Now comes Justin Seidenfeld who Klein has given a lot of liberty as director of winemaking. Seidenfeld has control of both vineyards and winemaking in this family-owned operation. In a recent meeting with him, he said 2019 would be an important year of innovation.

Justin Seidenfeld, director of winemaking

Justin Seidenfeld, director of winemaking

Seidenfeld knows the science of winemaking and his unabridged explanations can make the head swim, but I could at least understand that he is precise in making balanced, consistent and technically correct wines.

For instance, while most growers will focus on yield per vineyard, he has shifted to yield per vine.
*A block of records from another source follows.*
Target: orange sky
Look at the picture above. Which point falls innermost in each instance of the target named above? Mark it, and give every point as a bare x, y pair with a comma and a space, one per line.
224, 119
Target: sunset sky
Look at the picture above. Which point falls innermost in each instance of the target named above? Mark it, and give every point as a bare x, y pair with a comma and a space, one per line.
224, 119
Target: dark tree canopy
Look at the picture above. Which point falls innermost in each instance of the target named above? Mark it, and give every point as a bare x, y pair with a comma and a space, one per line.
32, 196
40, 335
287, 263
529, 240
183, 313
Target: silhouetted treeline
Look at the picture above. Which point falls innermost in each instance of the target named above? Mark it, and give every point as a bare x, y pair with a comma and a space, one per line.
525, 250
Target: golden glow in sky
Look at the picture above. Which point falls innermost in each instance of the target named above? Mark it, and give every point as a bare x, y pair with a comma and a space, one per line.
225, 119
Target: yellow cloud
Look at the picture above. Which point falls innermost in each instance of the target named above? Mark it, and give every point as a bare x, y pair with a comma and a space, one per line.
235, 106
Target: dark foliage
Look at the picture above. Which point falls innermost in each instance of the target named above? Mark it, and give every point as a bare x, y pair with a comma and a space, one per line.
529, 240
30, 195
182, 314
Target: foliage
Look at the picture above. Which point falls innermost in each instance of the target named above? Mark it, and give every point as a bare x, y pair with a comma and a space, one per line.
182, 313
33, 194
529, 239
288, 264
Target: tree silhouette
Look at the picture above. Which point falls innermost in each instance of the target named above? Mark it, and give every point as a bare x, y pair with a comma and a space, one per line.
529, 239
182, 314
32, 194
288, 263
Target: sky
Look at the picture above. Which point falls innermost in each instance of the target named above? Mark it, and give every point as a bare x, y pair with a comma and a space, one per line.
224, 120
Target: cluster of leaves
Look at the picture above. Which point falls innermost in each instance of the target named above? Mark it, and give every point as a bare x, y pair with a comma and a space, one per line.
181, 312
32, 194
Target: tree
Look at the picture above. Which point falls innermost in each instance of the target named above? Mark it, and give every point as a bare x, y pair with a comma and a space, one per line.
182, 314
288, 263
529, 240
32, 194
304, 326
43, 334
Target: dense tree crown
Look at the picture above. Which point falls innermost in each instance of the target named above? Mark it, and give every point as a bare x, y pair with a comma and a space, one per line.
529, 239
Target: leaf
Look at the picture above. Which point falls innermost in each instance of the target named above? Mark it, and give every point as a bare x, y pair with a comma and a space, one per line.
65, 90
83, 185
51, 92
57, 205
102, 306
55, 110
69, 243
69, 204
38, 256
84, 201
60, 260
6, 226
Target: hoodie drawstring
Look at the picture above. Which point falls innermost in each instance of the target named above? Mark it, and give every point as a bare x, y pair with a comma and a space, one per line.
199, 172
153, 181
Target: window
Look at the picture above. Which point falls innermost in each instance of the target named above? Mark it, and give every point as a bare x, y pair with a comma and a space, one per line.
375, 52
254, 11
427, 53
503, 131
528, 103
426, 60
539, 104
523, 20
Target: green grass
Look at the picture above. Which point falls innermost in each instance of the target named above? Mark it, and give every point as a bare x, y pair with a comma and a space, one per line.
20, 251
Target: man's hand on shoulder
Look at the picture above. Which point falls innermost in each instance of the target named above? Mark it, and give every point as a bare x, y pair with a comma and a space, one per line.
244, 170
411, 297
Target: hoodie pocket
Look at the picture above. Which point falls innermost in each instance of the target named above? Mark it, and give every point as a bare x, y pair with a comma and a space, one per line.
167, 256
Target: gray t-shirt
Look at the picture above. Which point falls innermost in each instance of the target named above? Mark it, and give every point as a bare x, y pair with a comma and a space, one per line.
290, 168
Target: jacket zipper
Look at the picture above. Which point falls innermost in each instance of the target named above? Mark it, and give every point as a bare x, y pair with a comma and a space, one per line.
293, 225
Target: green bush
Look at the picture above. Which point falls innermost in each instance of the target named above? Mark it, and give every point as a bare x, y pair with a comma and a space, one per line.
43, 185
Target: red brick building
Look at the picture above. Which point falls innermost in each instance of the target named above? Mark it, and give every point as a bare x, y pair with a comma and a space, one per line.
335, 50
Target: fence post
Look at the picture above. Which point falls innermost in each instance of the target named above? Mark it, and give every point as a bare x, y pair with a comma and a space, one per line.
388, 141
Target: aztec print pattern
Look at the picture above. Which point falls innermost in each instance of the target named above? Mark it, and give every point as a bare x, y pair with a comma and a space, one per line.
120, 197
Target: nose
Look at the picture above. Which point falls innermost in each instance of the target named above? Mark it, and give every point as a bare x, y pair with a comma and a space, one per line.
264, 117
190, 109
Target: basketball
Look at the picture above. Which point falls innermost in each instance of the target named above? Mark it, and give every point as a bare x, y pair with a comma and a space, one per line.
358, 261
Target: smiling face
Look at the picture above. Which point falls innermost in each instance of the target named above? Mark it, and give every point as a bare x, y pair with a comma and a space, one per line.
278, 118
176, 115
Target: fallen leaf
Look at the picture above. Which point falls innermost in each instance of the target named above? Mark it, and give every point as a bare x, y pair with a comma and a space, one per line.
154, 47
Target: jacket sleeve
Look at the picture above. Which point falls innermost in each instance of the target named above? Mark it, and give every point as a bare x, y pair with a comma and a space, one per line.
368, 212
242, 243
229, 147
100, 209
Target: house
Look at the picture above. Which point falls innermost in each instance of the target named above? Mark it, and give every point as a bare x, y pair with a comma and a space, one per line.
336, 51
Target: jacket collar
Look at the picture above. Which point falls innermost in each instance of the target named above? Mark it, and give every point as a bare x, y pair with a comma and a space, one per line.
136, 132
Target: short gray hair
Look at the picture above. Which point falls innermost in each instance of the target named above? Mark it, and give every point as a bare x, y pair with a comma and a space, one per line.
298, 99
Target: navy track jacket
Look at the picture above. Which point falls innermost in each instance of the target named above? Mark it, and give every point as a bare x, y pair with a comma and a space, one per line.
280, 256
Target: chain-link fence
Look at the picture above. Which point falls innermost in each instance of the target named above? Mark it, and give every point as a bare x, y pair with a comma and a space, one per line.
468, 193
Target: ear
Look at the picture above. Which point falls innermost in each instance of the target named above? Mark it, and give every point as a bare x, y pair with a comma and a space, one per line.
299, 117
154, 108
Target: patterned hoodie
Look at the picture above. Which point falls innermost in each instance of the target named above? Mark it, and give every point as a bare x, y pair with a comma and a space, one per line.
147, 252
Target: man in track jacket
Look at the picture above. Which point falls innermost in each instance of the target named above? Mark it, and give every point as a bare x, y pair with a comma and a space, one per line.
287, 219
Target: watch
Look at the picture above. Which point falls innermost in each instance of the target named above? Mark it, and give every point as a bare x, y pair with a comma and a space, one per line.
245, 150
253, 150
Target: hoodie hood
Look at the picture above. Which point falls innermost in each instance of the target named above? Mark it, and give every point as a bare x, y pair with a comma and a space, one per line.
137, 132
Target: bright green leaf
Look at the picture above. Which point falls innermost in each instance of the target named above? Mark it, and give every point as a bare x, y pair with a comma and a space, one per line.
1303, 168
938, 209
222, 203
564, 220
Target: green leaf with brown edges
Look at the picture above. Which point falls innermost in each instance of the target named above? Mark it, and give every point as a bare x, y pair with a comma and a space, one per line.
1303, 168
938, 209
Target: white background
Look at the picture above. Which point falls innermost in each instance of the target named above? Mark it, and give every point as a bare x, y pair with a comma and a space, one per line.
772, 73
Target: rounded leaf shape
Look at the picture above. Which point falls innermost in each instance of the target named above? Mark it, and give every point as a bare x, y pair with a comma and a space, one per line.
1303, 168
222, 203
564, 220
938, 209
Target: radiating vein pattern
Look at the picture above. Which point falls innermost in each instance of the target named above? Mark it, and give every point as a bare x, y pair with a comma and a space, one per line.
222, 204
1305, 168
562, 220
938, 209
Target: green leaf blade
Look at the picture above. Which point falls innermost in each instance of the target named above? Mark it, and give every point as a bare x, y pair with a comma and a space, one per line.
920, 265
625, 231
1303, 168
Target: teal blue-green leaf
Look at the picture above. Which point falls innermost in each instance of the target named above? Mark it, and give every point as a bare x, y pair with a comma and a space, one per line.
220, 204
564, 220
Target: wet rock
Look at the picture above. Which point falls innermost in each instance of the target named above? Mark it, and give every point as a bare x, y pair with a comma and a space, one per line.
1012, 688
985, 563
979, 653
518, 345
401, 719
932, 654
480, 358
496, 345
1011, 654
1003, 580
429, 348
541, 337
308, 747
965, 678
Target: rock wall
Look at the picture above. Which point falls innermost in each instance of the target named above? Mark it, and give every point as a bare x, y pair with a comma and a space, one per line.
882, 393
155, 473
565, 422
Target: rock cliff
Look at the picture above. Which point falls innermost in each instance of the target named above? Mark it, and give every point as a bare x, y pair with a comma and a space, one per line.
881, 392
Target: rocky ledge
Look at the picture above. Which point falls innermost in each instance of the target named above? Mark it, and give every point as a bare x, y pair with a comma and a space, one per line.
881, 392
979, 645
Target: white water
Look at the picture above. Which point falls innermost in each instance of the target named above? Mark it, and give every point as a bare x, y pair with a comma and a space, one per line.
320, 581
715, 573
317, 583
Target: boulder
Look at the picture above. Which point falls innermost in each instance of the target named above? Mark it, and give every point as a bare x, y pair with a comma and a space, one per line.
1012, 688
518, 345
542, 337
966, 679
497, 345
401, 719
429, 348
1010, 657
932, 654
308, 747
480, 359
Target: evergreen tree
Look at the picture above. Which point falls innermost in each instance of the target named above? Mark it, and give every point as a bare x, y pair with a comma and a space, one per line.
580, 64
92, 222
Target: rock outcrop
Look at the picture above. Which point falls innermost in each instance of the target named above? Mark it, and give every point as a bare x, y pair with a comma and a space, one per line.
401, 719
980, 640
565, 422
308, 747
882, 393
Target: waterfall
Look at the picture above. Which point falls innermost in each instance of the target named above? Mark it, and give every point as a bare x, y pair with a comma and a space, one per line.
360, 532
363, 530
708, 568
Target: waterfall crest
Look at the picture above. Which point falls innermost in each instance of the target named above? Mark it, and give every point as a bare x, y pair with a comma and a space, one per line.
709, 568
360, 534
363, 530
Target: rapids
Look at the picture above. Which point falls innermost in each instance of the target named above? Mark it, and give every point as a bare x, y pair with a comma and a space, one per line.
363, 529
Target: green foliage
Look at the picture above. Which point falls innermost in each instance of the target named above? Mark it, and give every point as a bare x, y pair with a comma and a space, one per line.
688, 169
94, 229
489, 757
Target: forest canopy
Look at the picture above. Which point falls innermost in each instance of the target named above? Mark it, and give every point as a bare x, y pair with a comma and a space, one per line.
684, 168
Vigor and ripening can vary from vine to vine. He maps each one so that pickers can harvest them at perfect ripeness. This brings consistency and quality to the grapes.

Similarly, the staves in an oak barrel are inconsistent because of the vagaries of a tree. However, Seidenfeld spends inordinate amount of time matching up the staves to bring consistency to the aging and fermentation process.

He has introduced a delicious rose and red blend to the broad portfolio as a means to grow production. And, Kleiin has created a new toy for him: a seperate label called Rowen. Putting a new name on the label allows for it to succeed without the influence of Rodney Strong’s public image. It’s a delicious Bordeaux blend with deceiving tannins.

My favorite is still the big Alexander’s Crown cabernet sauvignon, but the chardonnay is more appealing than ever because of its bu rgundian-like profile.